Un grand merci à Artus Films pour m’avoir permis de découvrir et de chroniquer le blu-ray du film « Justine ou les infortunes de la vertu » de Jess Franco.

« Dans ce monde, la seule chose qui soit mal, c’est de se faire prendre ! »

À la fin du XVIIIe siècle, dans sa cellule, le marquis de Sade se remémore les souvenirs de Juliette et Justine. Les deux soeurs inséparables, après la mort de leur mère et la ruine de leur père, ont grandi dans un couvent. Après l’avoir quitté, elles se rendent à Paris, se faisant engager dans un bordel. Tandis que Juliette s’y sent très à l’aise, Justine préfère fuir et suivre un chemin plus vertueux. Mais elle apprendra que la vertu ne lui sourit guère…

« Songe à toutes les épreuves que tu as traversé. Si ces dernières sont les fruits de la vertu, ne serait-ce pas alors pour toi la représentation du plaisir ultime ? »

Figure du cinéma bis espagnol, le prolifique et éclectique Jess Franco multiplie pendant une dizaine d’années les productions fauchées, alternant entre les eurospy (« Agent 077 opération Jamaïque », « Opération Re Mida ») et les films horrifiques (« L’horrible Dr Orloff », « Le sadique Baron Von Klaus »), avec déjà un goût prononcé pour les filles sexys et dénudées qui seront, sinon une constante, l’une des marques de fabrique de son cinéma. Mais à la fin des années 60, sa carrière connait un coup d’accélérateur né de sa collaboration avec le sulfureux producteur anglais Harry Alan Towers. S’il est d’abord embauché pour diriger deux opus de la saga du « Docteur Fu Manchu » portée par Christopher Lee, il se voit ensuite offrir la possibilité de réaliser des projets plus personnels, qui plus est avec des moyens plus confortables qui lui permettront de réunir des castings plus prestigieux. C’est ainsi qu’il réalise en 1968 le film « 99 femmes » qui initiera son cycle de films de prison de femmes. Ou encore, la même année, « Justine ou les infortunes de la vertu ».

« Ton Dieu ? Quel Dieu ? Si le mal existe, c’est que ton Dieu en a besoin ou qu’il est trop faible pour l’empêcher ! »

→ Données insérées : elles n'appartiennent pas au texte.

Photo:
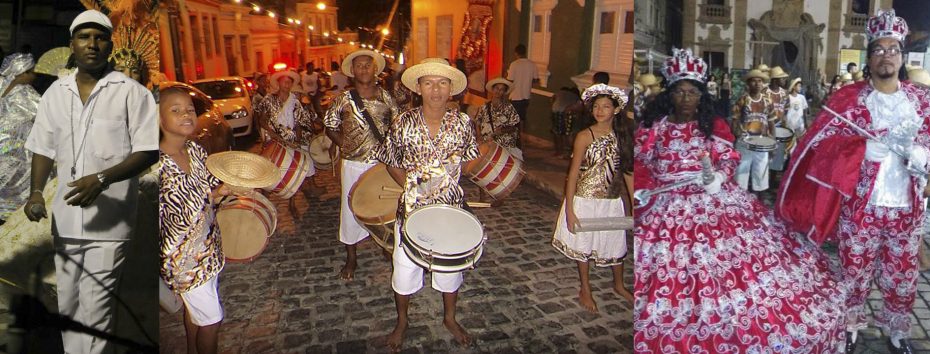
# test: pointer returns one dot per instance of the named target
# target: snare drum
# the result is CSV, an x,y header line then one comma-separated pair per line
x,y
294,165
245,225
373,201
443,238
759,143
319,152
496,171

Un projet audacieux puisqu’il s’agit de la première adaptation cinématographique « officielle » d’un roman du Marquis de Sade. On y suit donc les (més)aventures de Justine, adolescente renvoyée sans le sou du couvent à la suite du décès de ses parents et qui, innocente et livrée à elle-même, enchainera alors les mauvaises rencontres. Mais à la différence de sa sœur Juliette qui usera de ses charmes et de son corps pour survivre et gravir l’échelle sociale, Justine se battra constamment pour préserver sa vertu des nombreux prédateurs, ce qui aura pour conséquence de lui faire subir les pires épreuves. Une vision cynique et provocatrice du monde, où la vertu ne sert à rien sinon à récolter problèmes châtiments, par opposition à l’immoralité qui mène au succès. S’il prend à l’évidence beaucoup de libertés par rapport au texte originel, Jess Franco garde néanmoins la substantifique moelle de l’œuvre qu’il reconstitue en une succession de saynètes assez hétéroclites. Les séquences de la prison ou chez la marquise de Bressac semblant ainsi largement plus réussies que celles du début chez l’aubergiste Du Harpin ou dans la confrérie du Père Antonin, qui pêche par excès de kitsch (le passage où Palace défile immobile sur un char). S'il demeure sans doute inégal, le film reste néanmoins plutôt agréable à suivre. D'autant que Franco y trouve un formidable prétexte pour y dénuder ses actrices à tout crin. D’un point de vue esthétique, les moyens plutôt confortables permettent une reconstitution (décors, costumes) plutôt réussie. Mais surtout, Franco peut compter sur une palanquée de seconds couteaux prestigieux et souvent brillants, à l’image de Jack Palance, Mercedes McCambridge, Akim Tamiroff ou encore Klaud Kinski dont les rares apparitions sont néanmoins toujours marquantes. C’est sans doute d’ailleurs là que le bât blesse. En effet, difficile dès lors pour la jeune Romina Power (fille de Tyrone, qui incarne ici le personnage titre) de masquer la faiblesse de son jeu face à de tels acteurs, amplifiant un peu le côté bancal du film. Un Jess Franco plutôt plaisant néanmoins.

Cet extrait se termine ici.